“No, bar all chaff—I don’t mean murder!—but if you will order me an express, I will guarantee to relieve you of every single invitation, and to rid you of ladies’ society for ever and a day; they won’t come near you!”
“You speak as if you were a species of insecticide.”
“I shall prove as efficient as the best Keating’s—and deliver you from this plague of women.”
“When?”
“Ah, that depends!—you must leave me to do it in my own good time, and my own good way—but it shall be done. I’ll never forget how Mrs. Tompkins bore down on you to-night like an old three-decker, and boarded you with grappling irons, and how the little fair girl came, and cut you out—to Badminton—from under her heavy guns; and Mrs. Briton assured me that she takes a motherly interest in you, and that her niece Julia thinks you too fascinating for words. Of course you are too civil by half.”
“No—in that lies my sole safety. I do my best to be civil to them all—I make no dangerous distinctions, but it is killing work!—like keeping half a dozen balls in the air.”
Miss Dacre, the sister of Mrs. Lawrence (wife of a Major in the Buffers), arrived at Munser early in the season. She was a graceful, dark-eyed girl, endowed with an unusual share of vivacity and charm, who gravely assured her sister that she had not travelled to the East in order to be wooed and wed, and that any attempt to find her a husband would be fruitless, if not disastrous.

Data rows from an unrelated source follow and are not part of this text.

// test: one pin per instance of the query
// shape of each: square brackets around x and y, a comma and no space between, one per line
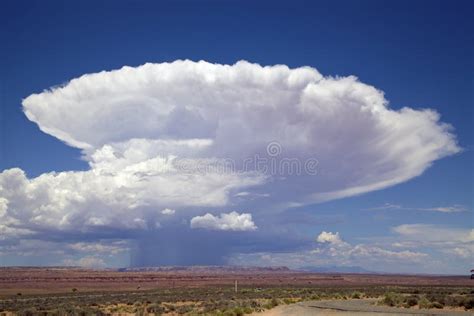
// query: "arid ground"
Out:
[211,291]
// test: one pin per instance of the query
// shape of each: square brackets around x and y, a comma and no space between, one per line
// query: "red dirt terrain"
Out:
[34,280]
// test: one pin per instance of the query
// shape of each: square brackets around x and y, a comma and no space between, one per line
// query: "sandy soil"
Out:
[60,280]
[350,307]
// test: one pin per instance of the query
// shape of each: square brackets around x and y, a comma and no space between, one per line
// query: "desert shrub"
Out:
[468,303]
[411,301]
[155,308]
[424,302]
[27,312]
[392,299]
[436,305]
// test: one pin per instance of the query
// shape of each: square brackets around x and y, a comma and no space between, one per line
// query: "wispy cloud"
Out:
[443,209]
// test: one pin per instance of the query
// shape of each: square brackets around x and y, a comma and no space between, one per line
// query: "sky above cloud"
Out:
[316,147]
[189,139]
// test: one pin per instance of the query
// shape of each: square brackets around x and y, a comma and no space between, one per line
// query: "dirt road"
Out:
[350,307]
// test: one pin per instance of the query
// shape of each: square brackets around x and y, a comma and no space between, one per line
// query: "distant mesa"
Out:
[213,269]
[335,269]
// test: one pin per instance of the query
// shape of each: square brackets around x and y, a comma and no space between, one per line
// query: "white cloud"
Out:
[454,241]
[434,233]
[86,262]
[155,137]
[328,237]
[168,211]
[230,221]
[443,209]
[333,251]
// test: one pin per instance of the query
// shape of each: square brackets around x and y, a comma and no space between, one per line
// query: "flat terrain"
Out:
[211,291]
[351,307]
[63,280]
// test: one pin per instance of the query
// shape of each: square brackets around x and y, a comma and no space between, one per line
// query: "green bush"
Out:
[392,299]
[424,303]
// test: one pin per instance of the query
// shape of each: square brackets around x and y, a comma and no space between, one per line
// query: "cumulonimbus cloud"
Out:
[135,123]
[226,221]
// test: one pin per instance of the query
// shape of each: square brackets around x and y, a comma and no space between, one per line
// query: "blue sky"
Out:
[419,53]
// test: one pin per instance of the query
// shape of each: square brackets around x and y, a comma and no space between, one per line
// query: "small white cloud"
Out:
[168,211]
[230,221]
[328,237]
[443,209]
[86,262]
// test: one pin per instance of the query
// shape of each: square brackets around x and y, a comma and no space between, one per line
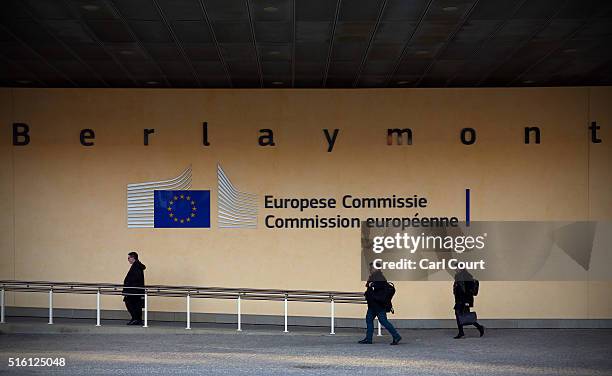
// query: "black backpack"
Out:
[390,292]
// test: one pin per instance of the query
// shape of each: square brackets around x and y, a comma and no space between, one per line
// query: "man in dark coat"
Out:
[463,290]
[379,301]
[133,297]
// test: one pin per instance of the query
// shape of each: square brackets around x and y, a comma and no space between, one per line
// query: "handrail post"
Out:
[146,321]
[239,315]
[188,311]
[98,307]
[2,306]
[51,306]
[332,315]
[286,331]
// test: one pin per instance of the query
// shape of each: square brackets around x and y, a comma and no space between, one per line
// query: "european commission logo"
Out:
[172,204]
[181,209]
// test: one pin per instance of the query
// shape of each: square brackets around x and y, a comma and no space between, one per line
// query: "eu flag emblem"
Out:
[182,209]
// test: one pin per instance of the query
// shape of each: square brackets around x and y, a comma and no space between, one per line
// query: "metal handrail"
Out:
[188,292]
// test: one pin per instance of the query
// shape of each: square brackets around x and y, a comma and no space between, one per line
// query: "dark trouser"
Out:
[134,306]
[458,311]
[382,318]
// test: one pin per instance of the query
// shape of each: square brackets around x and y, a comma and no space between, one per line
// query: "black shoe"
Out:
[480,330]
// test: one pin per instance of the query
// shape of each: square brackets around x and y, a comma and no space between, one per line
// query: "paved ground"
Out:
[164,349]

“Everyone seems to think that when a girl goes to India she puts herself up in the marriage market!” she declared. “Well, my dear, there is a reserve on me!”
Ida Dacre was fully as quick as Bobby Lovett in grasping the position of the collector, and she (privately) made great fun of the little tin god and his worshippers, and held herself aloof from him, in a manner so remarkable that his interest was awakened. “Here, at least,” he said to himself, “is one girl who pointedly avoids me—snubs me—when we do meet, and plainly cannot endure the sight of me! I wonder what I have done, or left undone?”